Nights my wife works late and there are no kids around, I rummage through the refrigerator for anything that takes little effort to make. If I can put it in the microwave, all the better.
When my wife comes home from work, it's usually cereal for her.
Now that college is out for the summer, there are times my daughter is home for dinner, sometimes her boyfriend is with her, and on the rare occasion, my son will join us.
Mother's Day was such a rarity. Everyone was home and hungry.
Alek asked me what's for supper, and then Kelly asked me what's for supper.
Here's where planning would have been handy.
Luckily, we always seem to have some pasta on hand, so that was dinner.
The days that followed were more normal, me asking my daughter if she was going to be around for dinner and planning accordingly.

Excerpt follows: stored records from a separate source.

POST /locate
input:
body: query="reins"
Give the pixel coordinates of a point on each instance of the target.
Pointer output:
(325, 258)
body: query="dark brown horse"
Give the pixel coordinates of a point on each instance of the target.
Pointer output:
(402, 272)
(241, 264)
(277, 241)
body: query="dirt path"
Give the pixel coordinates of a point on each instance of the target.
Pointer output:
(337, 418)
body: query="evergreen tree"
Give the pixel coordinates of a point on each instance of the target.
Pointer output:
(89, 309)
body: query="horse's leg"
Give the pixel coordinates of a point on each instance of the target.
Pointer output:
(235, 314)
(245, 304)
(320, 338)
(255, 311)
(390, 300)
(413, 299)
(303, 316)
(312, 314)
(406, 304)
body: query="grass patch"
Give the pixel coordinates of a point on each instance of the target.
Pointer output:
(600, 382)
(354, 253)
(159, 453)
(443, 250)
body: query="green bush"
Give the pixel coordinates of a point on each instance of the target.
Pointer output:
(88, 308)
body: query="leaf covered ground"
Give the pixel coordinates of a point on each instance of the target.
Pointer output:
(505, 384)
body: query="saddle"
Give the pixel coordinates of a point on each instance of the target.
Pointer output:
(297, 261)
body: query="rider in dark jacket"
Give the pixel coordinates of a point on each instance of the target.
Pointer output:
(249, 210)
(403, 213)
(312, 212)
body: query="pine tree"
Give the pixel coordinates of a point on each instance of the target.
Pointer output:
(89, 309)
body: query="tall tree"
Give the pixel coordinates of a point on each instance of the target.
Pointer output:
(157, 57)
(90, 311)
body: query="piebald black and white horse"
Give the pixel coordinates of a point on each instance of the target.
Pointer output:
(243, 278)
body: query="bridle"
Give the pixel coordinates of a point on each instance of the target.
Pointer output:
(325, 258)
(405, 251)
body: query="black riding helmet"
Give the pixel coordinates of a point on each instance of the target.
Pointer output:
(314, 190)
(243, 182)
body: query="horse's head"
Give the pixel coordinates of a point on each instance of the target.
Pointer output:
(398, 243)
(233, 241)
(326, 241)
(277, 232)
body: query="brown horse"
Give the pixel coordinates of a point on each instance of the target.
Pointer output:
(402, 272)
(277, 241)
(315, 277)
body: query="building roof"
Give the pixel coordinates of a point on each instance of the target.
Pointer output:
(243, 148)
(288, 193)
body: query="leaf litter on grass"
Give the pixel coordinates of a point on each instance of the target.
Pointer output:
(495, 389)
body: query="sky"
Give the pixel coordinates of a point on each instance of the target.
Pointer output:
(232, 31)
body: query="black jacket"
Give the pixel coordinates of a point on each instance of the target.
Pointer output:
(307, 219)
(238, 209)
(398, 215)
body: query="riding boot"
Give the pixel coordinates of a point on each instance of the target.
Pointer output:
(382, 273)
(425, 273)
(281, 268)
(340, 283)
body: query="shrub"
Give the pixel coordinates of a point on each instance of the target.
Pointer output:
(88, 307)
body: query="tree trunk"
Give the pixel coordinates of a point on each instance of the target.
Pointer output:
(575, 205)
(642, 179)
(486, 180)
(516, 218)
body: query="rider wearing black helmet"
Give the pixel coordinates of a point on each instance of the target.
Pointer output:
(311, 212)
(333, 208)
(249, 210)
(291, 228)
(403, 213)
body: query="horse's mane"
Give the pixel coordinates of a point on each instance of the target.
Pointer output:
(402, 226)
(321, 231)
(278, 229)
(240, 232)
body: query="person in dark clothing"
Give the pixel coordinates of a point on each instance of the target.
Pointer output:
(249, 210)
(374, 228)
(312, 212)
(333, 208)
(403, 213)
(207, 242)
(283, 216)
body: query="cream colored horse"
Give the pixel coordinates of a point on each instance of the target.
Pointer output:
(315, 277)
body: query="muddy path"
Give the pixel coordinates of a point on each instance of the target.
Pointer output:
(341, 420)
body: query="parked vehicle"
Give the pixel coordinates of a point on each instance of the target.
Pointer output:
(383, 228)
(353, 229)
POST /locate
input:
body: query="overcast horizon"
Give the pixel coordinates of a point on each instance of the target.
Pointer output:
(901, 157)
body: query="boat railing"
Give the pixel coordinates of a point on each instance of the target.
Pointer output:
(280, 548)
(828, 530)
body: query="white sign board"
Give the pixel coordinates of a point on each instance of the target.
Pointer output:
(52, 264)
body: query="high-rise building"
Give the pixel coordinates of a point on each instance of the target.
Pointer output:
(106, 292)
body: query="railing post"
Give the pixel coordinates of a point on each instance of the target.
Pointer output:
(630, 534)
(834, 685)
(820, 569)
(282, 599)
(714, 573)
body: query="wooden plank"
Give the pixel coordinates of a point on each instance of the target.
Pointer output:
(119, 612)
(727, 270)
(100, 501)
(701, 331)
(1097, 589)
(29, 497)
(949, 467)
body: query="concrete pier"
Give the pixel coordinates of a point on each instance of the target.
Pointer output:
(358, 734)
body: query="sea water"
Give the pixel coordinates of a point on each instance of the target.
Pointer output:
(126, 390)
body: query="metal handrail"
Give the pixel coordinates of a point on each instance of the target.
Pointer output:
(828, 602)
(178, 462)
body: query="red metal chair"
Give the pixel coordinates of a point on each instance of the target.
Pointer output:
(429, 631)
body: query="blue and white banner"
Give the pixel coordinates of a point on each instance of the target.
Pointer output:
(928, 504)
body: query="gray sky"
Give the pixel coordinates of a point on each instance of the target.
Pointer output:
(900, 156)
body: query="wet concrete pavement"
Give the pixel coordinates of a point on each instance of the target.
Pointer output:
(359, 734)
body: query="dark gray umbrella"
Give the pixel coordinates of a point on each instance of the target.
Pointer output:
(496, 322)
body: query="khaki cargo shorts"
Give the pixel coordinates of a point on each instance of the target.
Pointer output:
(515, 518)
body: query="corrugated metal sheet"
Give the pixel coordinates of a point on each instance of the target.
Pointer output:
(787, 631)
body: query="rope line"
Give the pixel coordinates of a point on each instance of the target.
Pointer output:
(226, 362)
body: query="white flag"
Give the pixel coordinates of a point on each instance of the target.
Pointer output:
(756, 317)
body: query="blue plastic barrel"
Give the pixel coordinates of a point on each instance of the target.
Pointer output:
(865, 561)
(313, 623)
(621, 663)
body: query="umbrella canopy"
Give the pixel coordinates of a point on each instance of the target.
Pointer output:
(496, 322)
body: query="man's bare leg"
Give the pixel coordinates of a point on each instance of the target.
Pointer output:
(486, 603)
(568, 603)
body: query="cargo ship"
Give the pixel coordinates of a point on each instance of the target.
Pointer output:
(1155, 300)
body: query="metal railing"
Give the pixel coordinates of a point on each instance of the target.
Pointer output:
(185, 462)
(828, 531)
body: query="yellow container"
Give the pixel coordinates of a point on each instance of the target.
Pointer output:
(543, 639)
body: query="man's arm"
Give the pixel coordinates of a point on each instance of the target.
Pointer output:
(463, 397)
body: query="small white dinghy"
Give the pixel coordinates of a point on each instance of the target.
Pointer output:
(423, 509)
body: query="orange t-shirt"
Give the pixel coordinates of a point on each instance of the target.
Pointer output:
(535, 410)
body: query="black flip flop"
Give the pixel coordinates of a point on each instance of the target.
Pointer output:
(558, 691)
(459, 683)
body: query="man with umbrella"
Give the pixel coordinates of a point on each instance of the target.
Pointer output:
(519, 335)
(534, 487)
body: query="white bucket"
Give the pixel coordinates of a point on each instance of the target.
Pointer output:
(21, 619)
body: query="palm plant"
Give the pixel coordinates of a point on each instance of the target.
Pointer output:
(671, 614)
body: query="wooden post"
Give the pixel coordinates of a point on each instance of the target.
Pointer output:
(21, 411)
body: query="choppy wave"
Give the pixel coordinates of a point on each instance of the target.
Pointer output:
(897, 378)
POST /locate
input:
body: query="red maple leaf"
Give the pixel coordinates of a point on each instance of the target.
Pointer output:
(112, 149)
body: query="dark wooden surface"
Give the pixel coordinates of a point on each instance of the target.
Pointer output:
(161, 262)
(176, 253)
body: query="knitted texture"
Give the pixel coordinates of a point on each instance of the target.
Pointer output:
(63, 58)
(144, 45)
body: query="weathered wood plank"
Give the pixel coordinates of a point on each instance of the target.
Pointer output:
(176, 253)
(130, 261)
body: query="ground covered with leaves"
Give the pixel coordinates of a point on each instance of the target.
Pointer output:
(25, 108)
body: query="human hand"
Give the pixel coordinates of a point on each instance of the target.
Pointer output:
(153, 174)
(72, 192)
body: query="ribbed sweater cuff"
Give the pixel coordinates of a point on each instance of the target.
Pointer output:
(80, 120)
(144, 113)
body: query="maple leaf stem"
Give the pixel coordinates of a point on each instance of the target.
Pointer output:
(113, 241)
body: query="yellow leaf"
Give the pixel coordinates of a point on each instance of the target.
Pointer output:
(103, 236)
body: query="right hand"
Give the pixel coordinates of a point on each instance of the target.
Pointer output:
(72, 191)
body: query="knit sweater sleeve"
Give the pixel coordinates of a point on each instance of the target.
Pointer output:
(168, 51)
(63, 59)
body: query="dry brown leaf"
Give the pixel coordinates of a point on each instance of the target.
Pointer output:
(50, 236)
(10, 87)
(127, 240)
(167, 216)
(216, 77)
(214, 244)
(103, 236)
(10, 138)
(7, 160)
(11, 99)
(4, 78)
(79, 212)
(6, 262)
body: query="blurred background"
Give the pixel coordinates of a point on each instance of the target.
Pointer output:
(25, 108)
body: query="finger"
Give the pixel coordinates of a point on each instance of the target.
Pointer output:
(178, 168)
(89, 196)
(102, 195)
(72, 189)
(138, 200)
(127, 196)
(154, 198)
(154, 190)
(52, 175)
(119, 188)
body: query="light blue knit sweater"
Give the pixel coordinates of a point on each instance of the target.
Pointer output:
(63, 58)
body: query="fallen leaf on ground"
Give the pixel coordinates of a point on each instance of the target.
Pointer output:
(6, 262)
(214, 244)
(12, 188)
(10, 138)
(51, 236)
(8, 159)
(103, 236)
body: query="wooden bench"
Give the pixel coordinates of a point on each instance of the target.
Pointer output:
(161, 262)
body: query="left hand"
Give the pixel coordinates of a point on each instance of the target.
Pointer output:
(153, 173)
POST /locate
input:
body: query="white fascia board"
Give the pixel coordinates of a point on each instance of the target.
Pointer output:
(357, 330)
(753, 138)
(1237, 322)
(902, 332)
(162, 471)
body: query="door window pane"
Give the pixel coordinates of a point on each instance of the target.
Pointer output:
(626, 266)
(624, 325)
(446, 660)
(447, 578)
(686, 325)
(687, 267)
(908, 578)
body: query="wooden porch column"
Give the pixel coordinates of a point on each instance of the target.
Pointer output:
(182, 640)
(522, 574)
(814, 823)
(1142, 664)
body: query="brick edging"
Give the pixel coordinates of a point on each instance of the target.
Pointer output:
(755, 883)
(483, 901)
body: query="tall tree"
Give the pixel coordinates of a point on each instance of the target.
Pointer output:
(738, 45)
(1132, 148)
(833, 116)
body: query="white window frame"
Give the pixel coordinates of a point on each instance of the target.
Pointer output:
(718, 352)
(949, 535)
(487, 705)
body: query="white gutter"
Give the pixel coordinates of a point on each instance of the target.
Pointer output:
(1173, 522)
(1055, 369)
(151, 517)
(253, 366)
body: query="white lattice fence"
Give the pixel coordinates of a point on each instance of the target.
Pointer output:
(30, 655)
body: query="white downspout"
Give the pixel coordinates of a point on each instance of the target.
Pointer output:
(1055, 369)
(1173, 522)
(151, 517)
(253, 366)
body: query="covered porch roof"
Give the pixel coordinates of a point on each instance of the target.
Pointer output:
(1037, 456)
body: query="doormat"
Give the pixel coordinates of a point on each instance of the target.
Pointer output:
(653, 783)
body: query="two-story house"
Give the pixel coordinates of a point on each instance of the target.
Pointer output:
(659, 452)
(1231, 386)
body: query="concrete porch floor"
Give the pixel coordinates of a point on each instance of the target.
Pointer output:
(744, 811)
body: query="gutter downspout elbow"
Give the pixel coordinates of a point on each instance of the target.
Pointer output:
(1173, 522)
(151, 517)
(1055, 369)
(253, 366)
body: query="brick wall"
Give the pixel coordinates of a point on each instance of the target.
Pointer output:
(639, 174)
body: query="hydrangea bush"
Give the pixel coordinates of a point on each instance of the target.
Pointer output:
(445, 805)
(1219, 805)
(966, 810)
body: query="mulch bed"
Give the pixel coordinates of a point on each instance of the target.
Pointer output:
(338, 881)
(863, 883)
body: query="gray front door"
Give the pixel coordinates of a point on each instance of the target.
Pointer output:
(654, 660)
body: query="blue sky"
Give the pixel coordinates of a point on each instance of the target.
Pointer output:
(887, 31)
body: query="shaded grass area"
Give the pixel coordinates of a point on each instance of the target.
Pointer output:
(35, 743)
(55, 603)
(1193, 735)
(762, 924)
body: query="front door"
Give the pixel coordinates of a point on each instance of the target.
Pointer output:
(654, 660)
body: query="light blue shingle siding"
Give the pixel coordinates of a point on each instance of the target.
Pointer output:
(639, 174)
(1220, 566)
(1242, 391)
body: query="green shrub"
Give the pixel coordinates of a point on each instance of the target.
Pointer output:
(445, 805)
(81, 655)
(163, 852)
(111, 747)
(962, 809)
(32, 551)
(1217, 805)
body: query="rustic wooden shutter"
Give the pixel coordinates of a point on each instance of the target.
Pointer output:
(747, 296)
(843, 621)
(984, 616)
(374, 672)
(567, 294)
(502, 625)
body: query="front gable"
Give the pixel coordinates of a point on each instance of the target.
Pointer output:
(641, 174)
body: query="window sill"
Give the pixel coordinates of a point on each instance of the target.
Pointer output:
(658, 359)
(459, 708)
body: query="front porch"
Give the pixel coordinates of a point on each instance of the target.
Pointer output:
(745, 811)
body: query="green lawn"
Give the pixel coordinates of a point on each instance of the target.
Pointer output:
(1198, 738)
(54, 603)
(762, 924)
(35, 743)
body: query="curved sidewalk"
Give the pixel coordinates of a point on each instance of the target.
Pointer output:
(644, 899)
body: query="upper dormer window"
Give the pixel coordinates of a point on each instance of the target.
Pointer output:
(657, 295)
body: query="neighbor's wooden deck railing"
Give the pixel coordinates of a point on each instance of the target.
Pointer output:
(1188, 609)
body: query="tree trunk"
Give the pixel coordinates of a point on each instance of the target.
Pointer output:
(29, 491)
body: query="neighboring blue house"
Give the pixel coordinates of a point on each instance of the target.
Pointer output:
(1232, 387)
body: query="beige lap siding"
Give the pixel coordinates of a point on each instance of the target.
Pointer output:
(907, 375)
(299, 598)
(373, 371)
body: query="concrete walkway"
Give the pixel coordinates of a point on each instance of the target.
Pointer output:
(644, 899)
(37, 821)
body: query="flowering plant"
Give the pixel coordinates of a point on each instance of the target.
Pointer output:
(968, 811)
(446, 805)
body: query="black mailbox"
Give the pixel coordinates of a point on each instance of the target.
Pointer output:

My son is spending the summer in Columbus, Neb., where he works, and is living with a friend's family. We buy him a few groceries that he takes with him, but have to keep some of his favorites at home in case he pops in.
We are buying fewer groceries. I expected that during the school year, but thought there would be more mouths to feed during the summer.
That means food lasts a lot longer in our home. In fact, I wonder what's at the bottom of the freezer? Might be a surprise meal some night. I'll wait until everyone is home.
A lot of parents of recent graduates will be going through the same thing soon.
If the last of their brood is leaving home next fall, they will understand the changes that take place.
I went to a graduation party a couple weekends ago and was talking to a mom who was ready to transition into the empty nest. She said she's always been busy and will now just find a new kind of busy.
For years, our lives were school functions and baseball games.
Now all that has gone away, and Kelly and I are busy with the newspaper and her job, and we don't spend much time wondering what we are going to do.
There will come a time when we will know how many people will be home for dinner every night — just the two of us.
Claire and Alek will be out of college and on their own — hopefully not too far from home — but we won't have to cook for them on a regular basis.
Life is a constant change, and those who accept that have the easiest time getting along.
Right now, I'm going to enjoy trying to figure out who's home and what's for dinner.
I always have the mystery at the bottom of the freezer to fall back on.
Patrick Murphy, of Humphrey, Neb., is a former assistant managing editor of The Telegram.